Not only can these four sources of interaction networks form different layers of infrastructure in bioinformatics, but they also overlap and interact with each other, resulting in a super information network. This pattern will recurse, eventually forming a tightly yet probabilistically controlled network referred to by “life as human beings model it” (because humans can merely model it ), whether it is called Gaia, Galaxia, or something else.
Thus far, mathematicians, physicists, and computer scientists have not been able to precisely map or successfully predict biology’s seemingly fuzzy and disorganized data, with thousands of different layers ranging from molecules to the Internet. Insights on the nature of biological entities as complex interaction networks are opening a door toward a generalization of the representation of biological entities. Two main challenges exist. The first is to data mine the networks of the domains of bioinformatics—namely, the literature, metabolic pathways, and proteome and structures, in terms of interaction. The second challenge is to generalize the networks to integrate the information into computable data for computers regardless of the layers’ levels. Once bioinformatists find a general principle for how components interact to form any organic interaction network, true simulation and prediction in silico will be possible.
1. D.B. Searls, “The Computational Linguistics of Biological Sequences,” Artificial Intelligence and Molecular Biology, L. Hunter, ed., MIT Press, Cambridge, Mass., 1993, pp. 47–120.
2. G. Bianconi and A.L. Barabási, “Bose-Einstein Condensation in Complex Networks,” Physical Rev. Letters, vol. 86, no. 24, June 2001, pp. 5632–5635.

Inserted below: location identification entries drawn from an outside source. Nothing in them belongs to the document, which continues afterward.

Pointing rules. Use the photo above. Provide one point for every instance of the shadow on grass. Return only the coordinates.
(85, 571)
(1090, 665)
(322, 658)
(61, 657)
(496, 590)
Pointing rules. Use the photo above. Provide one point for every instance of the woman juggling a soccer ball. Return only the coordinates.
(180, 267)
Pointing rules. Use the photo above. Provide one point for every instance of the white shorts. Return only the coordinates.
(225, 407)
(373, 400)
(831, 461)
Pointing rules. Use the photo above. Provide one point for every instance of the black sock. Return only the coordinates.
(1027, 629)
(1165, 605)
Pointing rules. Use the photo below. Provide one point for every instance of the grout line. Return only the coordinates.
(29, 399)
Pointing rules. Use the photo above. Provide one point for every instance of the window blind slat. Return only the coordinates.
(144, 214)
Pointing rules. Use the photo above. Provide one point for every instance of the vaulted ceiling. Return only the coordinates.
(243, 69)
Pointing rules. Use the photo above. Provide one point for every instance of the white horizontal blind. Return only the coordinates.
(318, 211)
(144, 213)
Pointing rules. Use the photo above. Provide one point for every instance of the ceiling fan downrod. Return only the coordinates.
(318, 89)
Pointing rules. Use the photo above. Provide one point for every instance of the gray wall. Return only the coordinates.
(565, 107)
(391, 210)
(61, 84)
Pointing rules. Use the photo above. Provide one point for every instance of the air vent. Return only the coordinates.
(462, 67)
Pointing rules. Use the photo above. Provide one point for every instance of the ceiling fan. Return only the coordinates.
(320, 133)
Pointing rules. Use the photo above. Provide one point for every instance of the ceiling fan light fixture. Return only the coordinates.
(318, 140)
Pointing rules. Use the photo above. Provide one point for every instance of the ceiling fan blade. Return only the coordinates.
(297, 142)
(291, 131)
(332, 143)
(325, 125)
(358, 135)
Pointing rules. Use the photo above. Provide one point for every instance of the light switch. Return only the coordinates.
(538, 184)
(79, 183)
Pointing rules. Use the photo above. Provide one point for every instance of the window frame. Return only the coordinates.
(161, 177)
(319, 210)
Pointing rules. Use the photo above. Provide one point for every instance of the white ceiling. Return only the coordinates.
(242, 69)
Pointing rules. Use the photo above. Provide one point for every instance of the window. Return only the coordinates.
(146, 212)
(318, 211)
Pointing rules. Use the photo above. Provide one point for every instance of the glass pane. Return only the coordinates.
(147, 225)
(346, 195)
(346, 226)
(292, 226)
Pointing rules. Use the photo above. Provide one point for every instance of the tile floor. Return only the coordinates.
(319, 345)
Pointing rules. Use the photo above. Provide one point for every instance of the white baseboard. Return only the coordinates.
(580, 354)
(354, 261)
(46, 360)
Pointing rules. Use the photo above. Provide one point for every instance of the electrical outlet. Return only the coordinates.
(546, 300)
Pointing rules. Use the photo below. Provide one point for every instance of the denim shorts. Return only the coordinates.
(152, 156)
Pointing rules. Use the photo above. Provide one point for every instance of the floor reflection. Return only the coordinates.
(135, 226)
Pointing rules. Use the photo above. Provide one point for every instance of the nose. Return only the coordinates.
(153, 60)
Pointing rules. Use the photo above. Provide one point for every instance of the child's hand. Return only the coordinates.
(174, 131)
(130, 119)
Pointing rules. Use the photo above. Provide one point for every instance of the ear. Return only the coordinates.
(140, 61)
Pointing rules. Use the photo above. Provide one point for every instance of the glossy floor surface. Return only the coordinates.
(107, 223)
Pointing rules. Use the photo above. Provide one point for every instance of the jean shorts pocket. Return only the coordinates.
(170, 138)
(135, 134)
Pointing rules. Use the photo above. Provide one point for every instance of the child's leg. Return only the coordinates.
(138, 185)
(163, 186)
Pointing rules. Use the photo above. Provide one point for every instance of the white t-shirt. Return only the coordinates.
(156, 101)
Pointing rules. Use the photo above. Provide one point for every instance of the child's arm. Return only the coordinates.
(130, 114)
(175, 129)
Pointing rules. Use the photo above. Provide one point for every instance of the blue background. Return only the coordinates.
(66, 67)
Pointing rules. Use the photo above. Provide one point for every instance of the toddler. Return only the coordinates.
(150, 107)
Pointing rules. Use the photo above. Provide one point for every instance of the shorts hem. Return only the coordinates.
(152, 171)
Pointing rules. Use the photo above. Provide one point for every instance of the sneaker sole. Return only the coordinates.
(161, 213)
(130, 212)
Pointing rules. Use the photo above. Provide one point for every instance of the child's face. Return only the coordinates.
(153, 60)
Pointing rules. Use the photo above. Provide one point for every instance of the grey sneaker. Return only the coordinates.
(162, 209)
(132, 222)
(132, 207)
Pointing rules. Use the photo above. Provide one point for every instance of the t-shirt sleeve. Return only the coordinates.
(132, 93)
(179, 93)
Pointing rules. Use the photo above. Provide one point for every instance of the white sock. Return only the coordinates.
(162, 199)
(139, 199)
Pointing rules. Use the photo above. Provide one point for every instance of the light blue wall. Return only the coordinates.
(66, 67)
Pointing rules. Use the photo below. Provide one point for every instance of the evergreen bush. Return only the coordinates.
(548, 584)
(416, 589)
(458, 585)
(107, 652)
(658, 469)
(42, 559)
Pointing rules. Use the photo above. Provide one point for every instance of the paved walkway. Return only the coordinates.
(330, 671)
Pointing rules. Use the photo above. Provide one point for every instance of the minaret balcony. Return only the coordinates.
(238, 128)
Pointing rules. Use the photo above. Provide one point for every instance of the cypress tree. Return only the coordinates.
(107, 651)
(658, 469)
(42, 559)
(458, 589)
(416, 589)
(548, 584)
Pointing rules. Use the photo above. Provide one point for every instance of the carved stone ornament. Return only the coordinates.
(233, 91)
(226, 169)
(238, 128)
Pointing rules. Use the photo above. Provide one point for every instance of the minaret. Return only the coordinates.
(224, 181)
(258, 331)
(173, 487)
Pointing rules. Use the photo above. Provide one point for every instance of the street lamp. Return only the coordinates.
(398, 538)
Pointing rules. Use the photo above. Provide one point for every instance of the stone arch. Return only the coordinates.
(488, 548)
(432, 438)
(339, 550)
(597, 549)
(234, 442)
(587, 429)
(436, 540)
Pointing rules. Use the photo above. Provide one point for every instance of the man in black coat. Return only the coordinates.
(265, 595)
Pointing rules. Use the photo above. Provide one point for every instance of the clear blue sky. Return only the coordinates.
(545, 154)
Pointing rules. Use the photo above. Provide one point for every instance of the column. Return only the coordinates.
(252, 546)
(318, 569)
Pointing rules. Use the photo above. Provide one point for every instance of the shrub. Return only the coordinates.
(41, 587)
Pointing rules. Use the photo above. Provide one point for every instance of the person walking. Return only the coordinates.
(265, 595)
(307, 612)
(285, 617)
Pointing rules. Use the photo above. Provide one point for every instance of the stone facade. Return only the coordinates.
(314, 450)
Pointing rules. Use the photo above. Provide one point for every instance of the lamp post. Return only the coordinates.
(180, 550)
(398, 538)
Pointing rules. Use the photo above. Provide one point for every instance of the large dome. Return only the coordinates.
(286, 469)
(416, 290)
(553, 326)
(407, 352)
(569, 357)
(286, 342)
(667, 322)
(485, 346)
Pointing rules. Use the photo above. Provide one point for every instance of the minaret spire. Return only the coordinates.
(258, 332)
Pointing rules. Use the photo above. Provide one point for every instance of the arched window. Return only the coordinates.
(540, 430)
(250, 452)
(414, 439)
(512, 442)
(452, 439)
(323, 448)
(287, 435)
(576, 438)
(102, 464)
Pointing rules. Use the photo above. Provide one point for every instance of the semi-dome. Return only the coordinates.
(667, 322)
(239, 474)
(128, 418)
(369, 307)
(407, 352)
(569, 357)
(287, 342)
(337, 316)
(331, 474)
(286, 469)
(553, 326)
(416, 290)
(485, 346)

3. H. Jeong et al., “The Large-Scale Organization of Metabolic Networks,” Nature, vol. 407, no. 6,804, 5 Oct. 2000, pp. 651–654.
4. T.D. Thiery and R. Thomas, “Qualitative Analysis of Gene Networks,” Proc. Pacific Symp Biocomputing, World Scientific, Singapore, 1998, pp. 77–88.
5. S. Tsoka and C.A. Ouzounis, “Recent Developments and Future Directions in Computational Genomics,” FEBS Letters, vol. 480, no. 1, 25 Aug. 2000, pp. 42–48
6. A.J. Walhout, S.J. Boulton, and M. Vidal, “Yeast Two-Hybrid Systems and Protein Interaction Mapping Projects for Yeast and Worm,” Yeast, vol. 17, no. 2, June 2000, pp. 88–94.
7. P. Uetz et al., “A Comprehensive Analysis of Protein-Protein Interactions in Saccharomyces Cerevisiae,” Nature, vol. 403, no. 6,770, Feb. 2000, pp. 623–627.
8. J. Park, M. Lappe, and S.A. Teichmann, “Mapping Protein Family Interactions: Intramolecular and Intermolecular Protein Family Interaction Repertoires in the PDB and Yeast,” J. Molecular Biology, vol. 307, no. 3, Mar. 2001, pp. 929–938.